In a dramatic turn of events, the crypto world has been rocked by the recent upheaval at Binance, one of the largest cryptocurrency exchanges globally. The departure of CEO Changpeng “CZ” Zhao and the ensuing legal developments have sent shockwaves through the market, culminating in a staggering liquidation of nearly $175 million in crypto long positions.
The Ripple Effect of Binance’s Latest Developments
The crypto community was taken aback as news broke out about CZ’s decision to plead guilty to violating Anti-Money Laundering requirements, leading to his resignation as Binance’s CEO. This development, coupled with the U.S. Department of Justice’s announcement of a hefty $4.3 billion settlement with Binance, has caused significant market turbulence.
Market Liquidation: A Deep Dive into the Numbers
The impact of these events on the crypto market has been profound.
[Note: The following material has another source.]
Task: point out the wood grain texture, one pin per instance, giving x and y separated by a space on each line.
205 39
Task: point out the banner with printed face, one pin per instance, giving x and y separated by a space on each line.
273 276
According to CoinGlass, a crypto derivatives data platform, the market witnessed the liquidation of $175 million worth of crypto longs in just 24 hours. In contrast, $51 million in short positions were also purged. This massive liquidation affected 92,742 traders, with the largest single order, worth approximately $2.35 million, occurring on the BTCUSD pair on the Bybit exchange.
Binance’s Asset Flow and BNB’s Volatile Journey
The turmoil at Binance has not only affected market positions but also the flow of assets within the exchange. Data from DefiLlama indicates a significant drop in asset inflows to Binance, exceeding $1 billion in the last 24 hours. This suggests a cautious approach by traders in depositing their assets into the exchange amidst the ongoing uncertainty.
Interestingly, Binance’s native token, BNB, experienced a brief rally, reaching a five-month high of $271.9 before plummeting back to $234 following the news of the DoJ settlement. This erratic movement highlights the market’s sensitivity to the unfolding events at Binance.